The text itself is a type of Latin Vulgate Bible, often referred to as a Paris Bible. In Paris and northern France in the 13th century, a conventional order of books of the Bible was established, forming the template for the modern Bible. Before this, Bibles often came in multiple volumes, whereas the Paris Bible contained the entire text in a single book. As a result, these books (as with MS29) were written on ultra-thin vellum, allowing more text to fit into one volume.
The Bible is accompanied by a Hebrew Psalter: a Latin text translated directly from the Hebrew Psalms. Tables of gospel and epistle lections of Sarum use were added to the beginning (fols 1–4v) and end (fol. 548v) of the manuscript in the 15th century. This, as well as the annotations in a 15th-century English hand, indicate that it was in England by this time.

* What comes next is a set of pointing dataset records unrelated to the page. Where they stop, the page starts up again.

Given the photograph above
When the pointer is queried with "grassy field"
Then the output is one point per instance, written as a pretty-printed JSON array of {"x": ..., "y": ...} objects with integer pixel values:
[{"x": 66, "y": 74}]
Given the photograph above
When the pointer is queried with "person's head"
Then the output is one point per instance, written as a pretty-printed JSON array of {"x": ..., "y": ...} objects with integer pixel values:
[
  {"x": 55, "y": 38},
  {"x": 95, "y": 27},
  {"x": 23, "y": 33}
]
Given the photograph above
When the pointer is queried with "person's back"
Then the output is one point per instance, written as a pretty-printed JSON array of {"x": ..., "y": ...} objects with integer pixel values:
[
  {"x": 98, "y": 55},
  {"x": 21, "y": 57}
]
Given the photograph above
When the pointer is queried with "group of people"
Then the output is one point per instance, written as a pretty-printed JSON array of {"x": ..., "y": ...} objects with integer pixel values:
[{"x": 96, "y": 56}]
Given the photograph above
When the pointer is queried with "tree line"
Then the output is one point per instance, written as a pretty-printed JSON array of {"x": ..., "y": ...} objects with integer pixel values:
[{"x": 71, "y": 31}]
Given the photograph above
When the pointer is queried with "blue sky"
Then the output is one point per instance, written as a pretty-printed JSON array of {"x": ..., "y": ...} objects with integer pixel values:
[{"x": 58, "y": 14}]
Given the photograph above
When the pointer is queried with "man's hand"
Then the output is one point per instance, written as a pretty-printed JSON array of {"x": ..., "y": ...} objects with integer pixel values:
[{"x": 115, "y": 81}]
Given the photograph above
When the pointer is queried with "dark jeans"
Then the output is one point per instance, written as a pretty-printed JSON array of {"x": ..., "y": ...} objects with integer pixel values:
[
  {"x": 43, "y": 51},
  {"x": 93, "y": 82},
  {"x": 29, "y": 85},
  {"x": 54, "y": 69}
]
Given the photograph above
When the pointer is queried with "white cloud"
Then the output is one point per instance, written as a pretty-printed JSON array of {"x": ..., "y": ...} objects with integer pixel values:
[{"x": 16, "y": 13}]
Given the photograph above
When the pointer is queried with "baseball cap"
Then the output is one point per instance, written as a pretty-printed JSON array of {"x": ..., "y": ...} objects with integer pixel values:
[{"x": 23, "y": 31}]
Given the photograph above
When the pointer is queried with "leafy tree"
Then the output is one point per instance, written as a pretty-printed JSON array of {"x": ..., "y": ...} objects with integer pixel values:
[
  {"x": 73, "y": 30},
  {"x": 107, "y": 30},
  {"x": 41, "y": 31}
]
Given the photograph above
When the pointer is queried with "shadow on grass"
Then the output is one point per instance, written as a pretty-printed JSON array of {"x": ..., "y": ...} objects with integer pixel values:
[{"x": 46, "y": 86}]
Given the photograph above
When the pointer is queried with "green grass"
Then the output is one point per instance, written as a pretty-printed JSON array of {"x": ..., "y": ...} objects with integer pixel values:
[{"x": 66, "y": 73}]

Inscriptions that may have identified the Bible’s former owners have been cut from the beginning of the manuscript. The earliest preserved ownership mark (fol. 4r) is that of a cleric, John Brickhill, written in a 16th-century hand.
Literature: Neil R. Ker and Alan J. Piper, Medieval Manuscripts in British Libraries, Volume IV: Paisley–York (Oxford, 1969), pp. 622–23; Paul Yeats-Edwards, Winchester College (Warden and Fellows’ Library) Medieval Manuscript Collection: Brief History and Catalogue (London, 1978), p. 8; Paul Quarrie, Winchester College and the King James Bible (Winchester, 2011), pp. 32–33.
Provenance: John Brickhill (English, 16th century); given to Winchester College in 1827 by Paulet St John-Milmay (1791–1845), Old Wykehamist (1803–05) and MP for Winchester (1818–35).